Ainsi, la chronique d’une Amérique perdue s’écrit dans la poussière de la pointe d’un éperon, une main sur le coeur et l’autre en porte-voix. Cette Amérique-ci, on s’en doute, n’est pas celle des nantis et des boursicoteurs en herbe, mais celle des petites gens et des exclus de la course effrénée au soleil. La poignante “Can You Blame The Sky” dépeint avec une sobriété vertigineuse le déchirement d’une mère obligée d’abandonner son bébé, ne pouvant subvenir à ses besoins les plus élémentaires. Cette histoire, terrible, élaborée sous la forme de questionnement, est épargnée par le ton larmoyant qui aurait été utilisé entre d’autres mains. Seule la mandoline évoque, à la rigueur, un soupçon de tristesse. Le poids des mots et la force de la mélodie, une fois de plus, se suffisent largement, et confèrent la gravité nécessaire à un tel sujet sans pencher le moins du monde dans le pathos.

Qu’à cela ne tienne, la musique est joyeuse aussi, d’où la ritournelle sifflotée de “Something’s Gone Awry” qui, en à peine 1’12, irradie le visage de la jeune artiste, poussant l’auditeur à en faire autant. Juste après, « Pieces Of String » (et ses enfants) résume à elle seule toute la force de The Pirate’s Gospel, soit une musique crue, dont la nudité ne gêne pas, une nudité plus naturelle qu’exhibitionniste, la vie tendue à de fines cordes (de guitare). Plus loin, même quand l’époque entre dans la musique d’Alela Diane, c’est sur la pointe des pieds, comme avec cette basse sur “Clickity Clack”, chef-d’oeuvre de poche, une chanson folk comme Cat Power ne sait plus en écrire depuis quelques années déjà.
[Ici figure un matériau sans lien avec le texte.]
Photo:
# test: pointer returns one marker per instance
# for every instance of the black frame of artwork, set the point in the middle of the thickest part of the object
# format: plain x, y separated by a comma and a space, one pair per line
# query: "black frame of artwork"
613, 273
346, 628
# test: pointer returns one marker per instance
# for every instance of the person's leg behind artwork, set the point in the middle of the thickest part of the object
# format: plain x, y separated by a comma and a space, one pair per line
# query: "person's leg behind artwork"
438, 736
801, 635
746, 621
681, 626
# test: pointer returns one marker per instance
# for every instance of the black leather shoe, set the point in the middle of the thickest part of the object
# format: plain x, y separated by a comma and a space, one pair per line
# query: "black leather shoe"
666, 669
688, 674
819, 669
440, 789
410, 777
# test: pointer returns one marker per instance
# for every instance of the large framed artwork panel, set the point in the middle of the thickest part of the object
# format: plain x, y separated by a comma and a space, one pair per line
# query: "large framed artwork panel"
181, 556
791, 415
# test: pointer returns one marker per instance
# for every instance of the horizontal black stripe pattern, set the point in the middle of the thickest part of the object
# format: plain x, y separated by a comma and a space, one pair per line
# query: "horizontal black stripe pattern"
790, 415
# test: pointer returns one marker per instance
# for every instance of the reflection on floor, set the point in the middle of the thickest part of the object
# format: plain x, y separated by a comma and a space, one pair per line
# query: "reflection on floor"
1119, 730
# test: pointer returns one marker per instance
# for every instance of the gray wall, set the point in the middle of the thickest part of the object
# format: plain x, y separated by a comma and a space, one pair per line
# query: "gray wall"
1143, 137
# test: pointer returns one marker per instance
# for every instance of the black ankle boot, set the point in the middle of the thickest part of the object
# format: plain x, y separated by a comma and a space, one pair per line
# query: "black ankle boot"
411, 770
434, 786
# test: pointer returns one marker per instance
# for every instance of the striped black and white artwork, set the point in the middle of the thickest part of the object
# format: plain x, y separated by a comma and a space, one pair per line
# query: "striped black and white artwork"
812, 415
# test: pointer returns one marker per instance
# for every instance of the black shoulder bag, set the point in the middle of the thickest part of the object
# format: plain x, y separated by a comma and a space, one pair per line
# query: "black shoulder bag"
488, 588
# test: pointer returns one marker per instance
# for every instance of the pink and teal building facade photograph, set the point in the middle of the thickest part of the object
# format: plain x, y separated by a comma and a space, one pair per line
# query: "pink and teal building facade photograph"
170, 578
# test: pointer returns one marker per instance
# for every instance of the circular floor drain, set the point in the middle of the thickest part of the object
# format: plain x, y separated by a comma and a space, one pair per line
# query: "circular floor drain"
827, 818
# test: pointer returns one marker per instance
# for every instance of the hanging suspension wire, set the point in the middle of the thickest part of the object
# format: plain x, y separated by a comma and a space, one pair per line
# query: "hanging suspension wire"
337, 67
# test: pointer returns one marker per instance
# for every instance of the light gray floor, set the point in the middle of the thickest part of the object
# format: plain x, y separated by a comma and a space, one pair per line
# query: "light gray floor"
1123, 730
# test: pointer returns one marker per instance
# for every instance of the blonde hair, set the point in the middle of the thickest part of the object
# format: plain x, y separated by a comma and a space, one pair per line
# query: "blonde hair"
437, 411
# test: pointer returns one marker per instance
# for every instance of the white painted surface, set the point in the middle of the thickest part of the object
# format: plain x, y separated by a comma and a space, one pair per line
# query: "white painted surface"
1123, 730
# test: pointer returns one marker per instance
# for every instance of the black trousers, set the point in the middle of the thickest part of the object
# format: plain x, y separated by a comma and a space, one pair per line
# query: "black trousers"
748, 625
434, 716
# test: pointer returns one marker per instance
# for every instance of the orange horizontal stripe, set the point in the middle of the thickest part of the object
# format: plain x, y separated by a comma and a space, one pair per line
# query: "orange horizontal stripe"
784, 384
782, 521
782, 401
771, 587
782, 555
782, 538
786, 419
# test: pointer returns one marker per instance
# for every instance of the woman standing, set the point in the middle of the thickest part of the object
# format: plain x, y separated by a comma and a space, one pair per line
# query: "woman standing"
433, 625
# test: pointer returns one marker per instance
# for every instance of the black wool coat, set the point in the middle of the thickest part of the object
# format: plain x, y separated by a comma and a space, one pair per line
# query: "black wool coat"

Alela Diane plante ainsi, en quelques arpèges et une voix chaude et profonde, des chansons polies par le temps et brûlées au soleil, remontre la voie à suivre, rappelant à ses contemporains que le folk est d’abord et avant tout une histoire de tripes, et qu’il n’est pas né sur les bords de Woodstock à la fin des années 60. Pas besoin de grosses guitares ni de batterie, encore moins de déguisements pseudo-hippie pour faire authentique, puisque le chanteur qui s’y attaque sera de toute façon l’élément artificiel, le tâcheron. A lui de s’adapter à cette musique, sinon, qu’il passe son chemin. Si la femme est l’avenir de l’homme, Alela Diane démontre avec force qu’elle peut aussi être son passé. Brûlant et somptueux.